George Mallory would die on Everest within a year of the “Because it’s there” quote in the New York Times. While Everest is in an entirely different league than the climbing 99% of climbers undertake, the (false) braggadocio of the three words which fit a convenient narrative in a newspaper one day in 1923 has stuck to one of the only three human endeavors Hemingway honored with the designation “sport”. Bull-fighting and motor-racing are the other two sports, Hemingway observed; all the rest were just “games” to him.
It’s not a game, sport, vocation or even highly developed skill of mine just yet. It is a bit of a fascination though, and one that requires more than “Because it’s there” to justify. There are several small reasons and one big one.
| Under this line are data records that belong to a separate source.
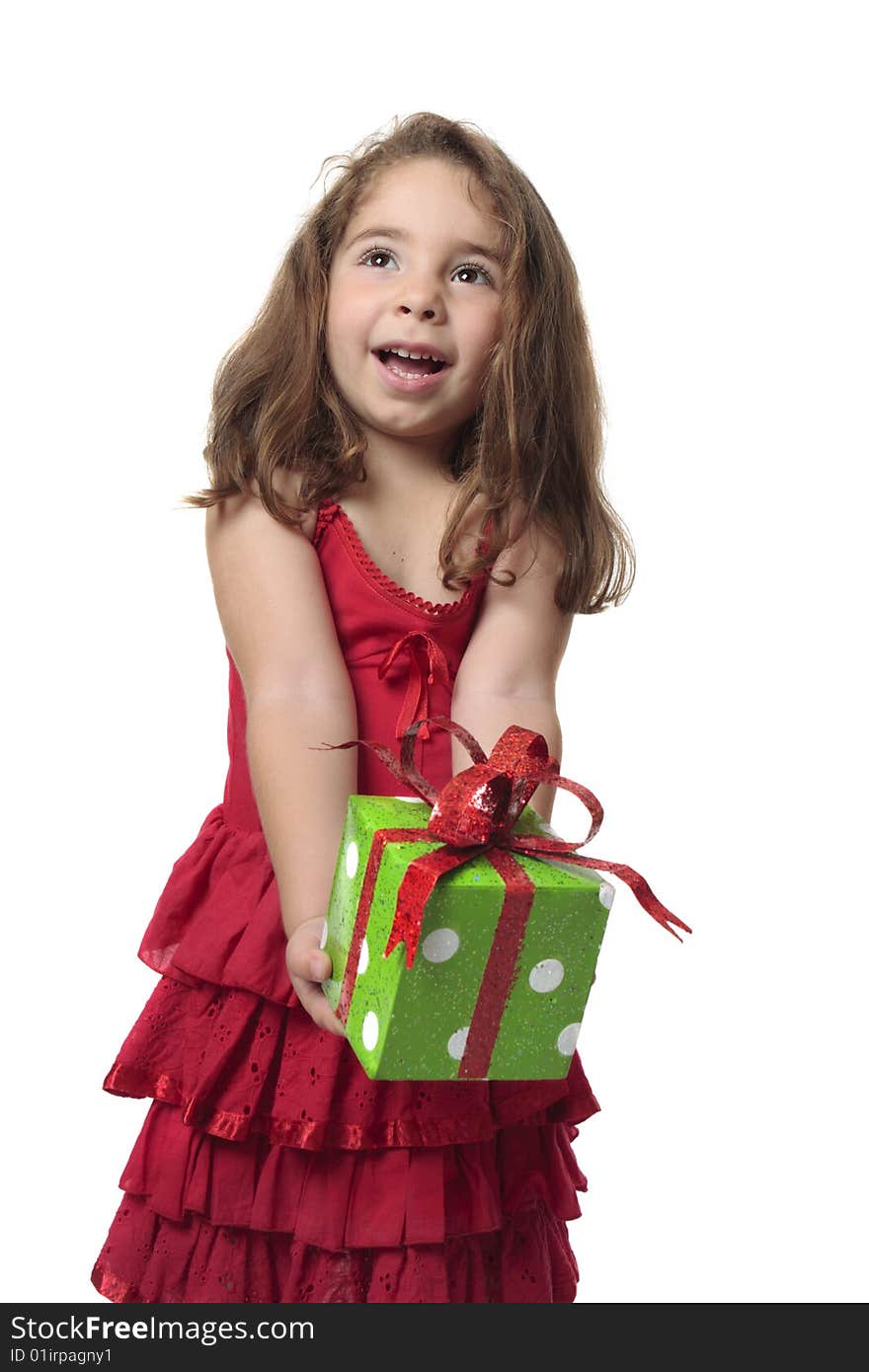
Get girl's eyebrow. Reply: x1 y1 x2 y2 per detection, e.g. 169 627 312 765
340 228 506 267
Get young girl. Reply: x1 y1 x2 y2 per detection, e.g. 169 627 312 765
92 114 633 1302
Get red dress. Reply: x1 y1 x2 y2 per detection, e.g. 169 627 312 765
91 500 600 1304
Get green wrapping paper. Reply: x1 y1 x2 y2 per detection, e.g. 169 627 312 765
318 796 613 1081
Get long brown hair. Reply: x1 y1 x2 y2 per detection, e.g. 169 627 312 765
183 112 634 615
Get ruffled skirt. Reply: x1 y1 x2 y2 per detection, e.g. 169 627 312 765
92 806 598 1304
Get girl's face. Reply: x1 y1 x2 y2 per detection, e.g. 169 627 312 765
325 158 504 447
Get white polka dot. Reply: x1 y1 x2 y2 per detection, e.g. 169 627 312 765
362 1010 380 1052
422 929 458 961
528 957 564 991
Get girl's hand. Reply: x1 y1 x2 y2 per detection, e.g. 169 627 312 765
287 915 348 1038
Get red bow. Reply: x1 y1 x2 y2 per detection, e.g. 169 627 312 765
377 629 450 739
312 715 690 1079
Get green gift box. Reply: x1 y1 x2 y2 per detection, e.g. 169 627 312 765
315 717 689 1081
324 796 613 1081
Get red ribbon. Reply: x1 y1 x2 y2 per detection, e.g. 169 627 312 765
377 629 450 739
311 713 690 1079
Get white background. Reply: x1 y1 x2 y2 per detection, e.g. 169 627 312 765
0 0 869 1302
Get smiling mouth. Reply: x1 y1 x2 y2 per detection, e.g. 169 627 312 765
375 348 449 376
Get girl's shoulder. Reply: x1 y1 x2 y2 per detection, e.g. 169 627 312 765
251 467 317 542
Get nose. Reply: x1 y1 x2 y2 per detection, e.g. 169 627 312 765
397 263 443 320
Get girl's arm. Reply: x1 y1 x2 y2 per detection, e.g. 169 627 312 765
206 477 356 1033
450 512 573 822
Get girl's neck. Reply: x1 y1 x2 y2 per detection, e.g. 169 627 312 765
348 435 454 505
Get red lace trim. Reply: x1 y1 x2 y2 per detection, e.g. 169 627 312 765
103 1065 590 1150
314 500 486 619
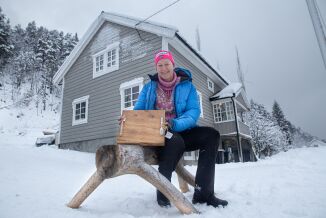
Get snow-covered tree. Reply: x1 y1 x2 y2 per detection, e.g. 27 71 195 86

The small ones first – there’s a clear and unambiguous goal, preparation serves a broader purpose of cardio exercise and I’ve found (so far) that mountains are “jerk-free” zones. This last small reason (together with the view) is almost reason enough to join up. The camaraderie of pain above the treeline forges a brother / sisterhood where everyone pitches in to help and is supportive. Sort of how life is supposed to work everywhere, but doesn’t.
All those are fine and serviceable reasons (have I mentioned the view?) but my current fascination with the sport is it is the most completely immersive experience I’ve yet stumbled upon. In a place where nothing – not the mountain, not the weather, certainly not gravity – cares whether you live or die, everything matters. Your equipment, your preparation, the knot you just tied, where your next foot will step, where the next five handholds are … it all matters. The processing of all that in real time (particularly at a below average skill level and above average age) leaves zero room for extraneous thought. What a gift that is.
Given the wiring harness I was provided at birth, time flowing by without stray thoughts is an exceedingly rare occurrence. Finding an activity where that occurs is a blessing. I don’t enjoy climbing for the dominion of it, because “it” (the mountain) is there. I enjoy it because “it” (the conscious me) is not there.
There’s usually good news in these stories and the good news is you don’t have to climb mountains to find full immersion in a life pursuit. You could just as easily sit at the piano. Or write code. Bake pies. Play pickleball. Whatever. Professor Mihály Csíkszentmihályi calls this state of optimal experience “Flow”. It is where the difficulty of a task you are interested in increases at the pace your skill improves. If the difficulty exceeds your skill, you feel anxious. If your skill exceeds the difficulty, you become bored. If you can find a place in space and time where both skill and difficulty are both increasing at sustainable levels, congratulations Goldilocks; you’ve found what’s just right.